The Key to Reducing No-Shows: Empower your Patients

The Key to Reducing No-Shows: Empower your Patients

Brought to you by our partner, Phreesia

Medical practices and health systems everywhere struggle with no-shows. When patients don’t attend their appointments, care suffers—and so does the organization’s bottom line.

As many as 30% of patients may not show up for their appointments, creating major gaps in their care. When providers’ schedules aren’t kept full, the effects can ripple through the entire organization. In the U.S. alone, no-shows cost the healthcare industry billions of dollars each year, between lost revenue and patient attrition.

But there is a better way: Engage patients before and after their visit (or no-show) by modernizing your appointment-scheduling strategy. Positive, consistent patient engagement minimizes no-shows because patients are more likely to show for appointments when they feel respected and valued while receiving care.

Here are five ways you can reduce no-shows at your organization and give patients the digital-first experience they expect.

Empower patients by letting them schedule their own appointments

Many healthcare organizations still schedule all of their patient appointments by phone. Appointment call centers can become overwhelmed in the process, leading to long hold times and a poor overall patient experience.

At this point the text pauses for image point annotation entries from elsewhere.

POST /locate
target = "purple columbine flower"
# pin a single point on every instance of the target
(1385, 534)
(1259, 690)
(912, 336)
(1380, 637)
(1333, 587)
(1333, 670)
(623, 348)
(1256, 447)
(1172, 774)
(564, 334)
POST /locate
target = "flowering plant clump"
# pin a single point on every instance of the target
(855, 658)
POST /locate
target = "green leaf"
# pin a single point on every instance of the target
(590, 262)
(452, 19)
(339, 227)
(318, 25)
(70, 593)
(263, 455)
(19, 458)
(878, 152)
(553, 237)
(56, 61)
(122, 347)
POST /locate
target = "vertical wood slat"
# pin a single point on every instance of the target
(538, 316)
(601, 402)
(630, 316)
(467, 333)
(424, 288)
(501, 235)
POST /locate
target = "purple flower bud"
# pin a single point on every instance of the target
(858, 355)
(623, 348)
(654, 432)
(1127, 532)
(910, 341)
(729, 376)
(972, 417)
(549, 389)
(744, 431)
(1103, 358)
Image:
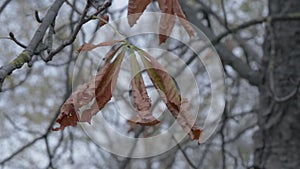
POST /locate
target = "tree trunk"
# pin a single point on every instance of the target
(277, 143)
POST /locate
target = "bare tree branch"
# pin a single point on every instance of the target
(27, 54)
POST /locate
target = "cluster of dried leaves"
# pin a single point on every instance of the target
(169, 8)
(91, 97)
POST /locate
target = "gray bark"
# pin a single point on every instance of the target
(277, 143)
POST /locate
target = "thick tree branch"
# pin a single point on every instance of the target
(27, 54)
(226, 55)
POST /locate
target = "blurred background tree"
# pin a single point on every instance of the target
(258, 43)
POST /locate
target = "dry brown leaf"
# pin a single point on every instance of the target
(142, 101)
(185, 119)
(86, 93)
(108, 78)
(167, 89)
(88, 46)
(135, 10)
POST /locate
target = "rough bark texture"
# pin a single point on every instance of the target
(277, 143)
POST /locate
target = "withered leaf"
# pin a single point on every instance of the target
(104, 20)
(106, 77)
(167, 89)
(142, 101)
(135, 10)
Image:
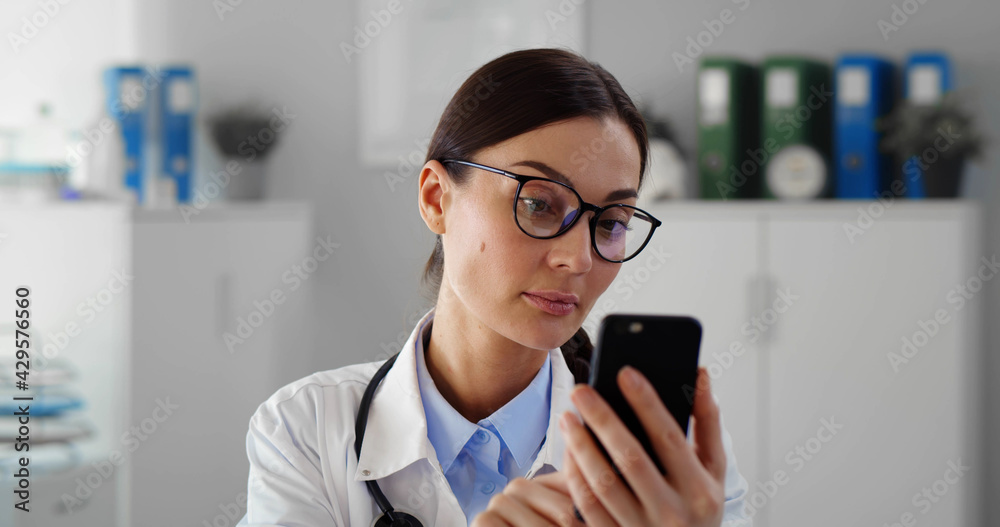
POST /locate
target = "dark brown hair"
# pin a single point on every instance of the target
(514, 94)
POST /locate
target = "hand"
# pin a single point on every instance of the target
(693, 491)
(541, 501)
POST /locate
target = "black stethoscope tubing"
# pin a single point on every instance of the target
(394, 517)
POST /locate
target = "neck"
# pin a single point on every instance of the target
(476, 369)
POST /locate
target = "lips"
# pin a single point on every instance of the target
(556, 296)
(552, 302)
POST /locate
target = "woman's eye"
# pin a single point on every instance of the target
(535, 205)
(613, 228)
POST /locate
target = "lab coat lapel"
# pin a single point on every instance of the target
(396, 434)
(550, 456)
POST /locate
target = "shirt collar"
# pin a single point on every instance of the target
(396, 434)
(521, 422)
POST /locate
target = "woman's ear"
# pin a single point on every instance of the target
(433, 195)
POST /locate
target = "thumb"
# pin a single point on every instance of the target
(707, 427)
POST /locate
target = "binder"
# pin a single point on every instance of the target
(176, 104)
(864, 94)
(127, 105)
(728, 129)
(796, 109)
(927, 80)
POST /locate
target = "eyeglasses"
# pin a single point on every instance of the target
(544, 209)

Online self-scheduling is a tech-enabled alternative that makes booking an appointment easy and convenient. Many scheduling tools allow patients to add their appointment to their calendar app, helping to ensure they don’t forget about their upcoming visit. Allowing patients to self-schedule not only minimizes no-shows but also reduces the administrative burden on staff, which means patients will spend less time on hold if they do need to call their provider’s office, ultimately improving overall patient satisfaction, according to research published in the Journal of Medical Internet Research.

Reduce no-shows through automated appointment reminders

Appointment reminders are critical to reducing no-shows—one study found that when parents of pediatric patients received a text message in addition to a phone call reminder, no-shows dropped by more than 14%. However, manually messaging or calling patients can be a huge burden on staff. When you automate appointment reminders, you ensure that patients receive consistent outreach—and you free up your staff for more complex tasks.

Additionally, when several reminders are sent before an appointment, patients have multiple opportunities to either confirm or cancel their visit, which can prevent no-shows and last-minute cancellations. Reminding patients about upcoming appointments through text messages or email also helps you meet their growing expectations for tech-enabled healthcare services, with the added benefit of improving your organization’s efficiency.

Make sure that your outreach explicitly asks patients to confirm or cancel their appointment through a link in the email message or a text reply. Just as appointment self-scheduling is a best practice, so is online appointment “self-canceling.” If a patient must call your office during business hours to cancel an appointment, it may get put it off until it’s too late.

Telehealth Past, Present, and Future Insights

Telehealth use surged during the first year of COVID-19 and dramatically changed how many of us picture care delivery. But now, as things are returning back to ‘normal’, what does telehealth usage look like? How will it change? Reeya Patel, VP of Health Insights, provides an in-depth overview of telehealth’s journey over the past 3 years.

Convert upcoming visits to telehealth to prevent missed appointments

While high no-show rates for in-person care are concerning for patient outcomes, as well as your bottom line, data shows that virtual visits have the potential to provide relief. A 2020 study in Telemedicine and e-Health found that telehealth visits have a no-show rate of just 7.5%, four times lower than the average in-office no-show rate prior to the pandemic. That difference increased even more during the pandemic, according to the study.

When sending appointment reminders or responding to cancellations, offer a telehealth visit if a patient says he or she can’t make it to the office. Providing a virtual-appointment alternative not only helps that patient get needed care, it ensures retained revenue for that patient’s visit.   

Automate the waitlist process to quickly refill canceled appointments

You can’t prevent all no-shows or last-minute cancellations, but you can respond to them more efficiently. Staff may spend hours each day calling patients to fill cancellations, but automation can accomplish that task in a matter of minutes without requiring any staff effort.

An automated schedule-management tool can turn cancellations into opportunities. When a patient cancels a visit, the tool identifies other clinically relevant patients with upcoming appointments and automatically sends them a text message offering the earlier, reopened appointment slot. The first patient to reply gets that appointment—no waitlist sign-ups, apps, portals or staff work required.

Keep patients engaged with prompt follow-up after they cancel or fail to show for an appointment

Follow-up after a cancellation or no-show is important, not only for patient retention but also to ensure that essential medical needs are addressed before they get worse. Following up within 24 hours of a missed appointment can keep patients engaged in their care. Make sure your message conveys empathy and understanding, emphasizing that their provider wants to attend to their unaddressed medical needs as soon as possible.

Technology and templated messaging can help automate this process and prompt patients to reschedule promptly by offering upcoming timeslots for self-scheduling or allowing the patient to make an appointment request with a quick click.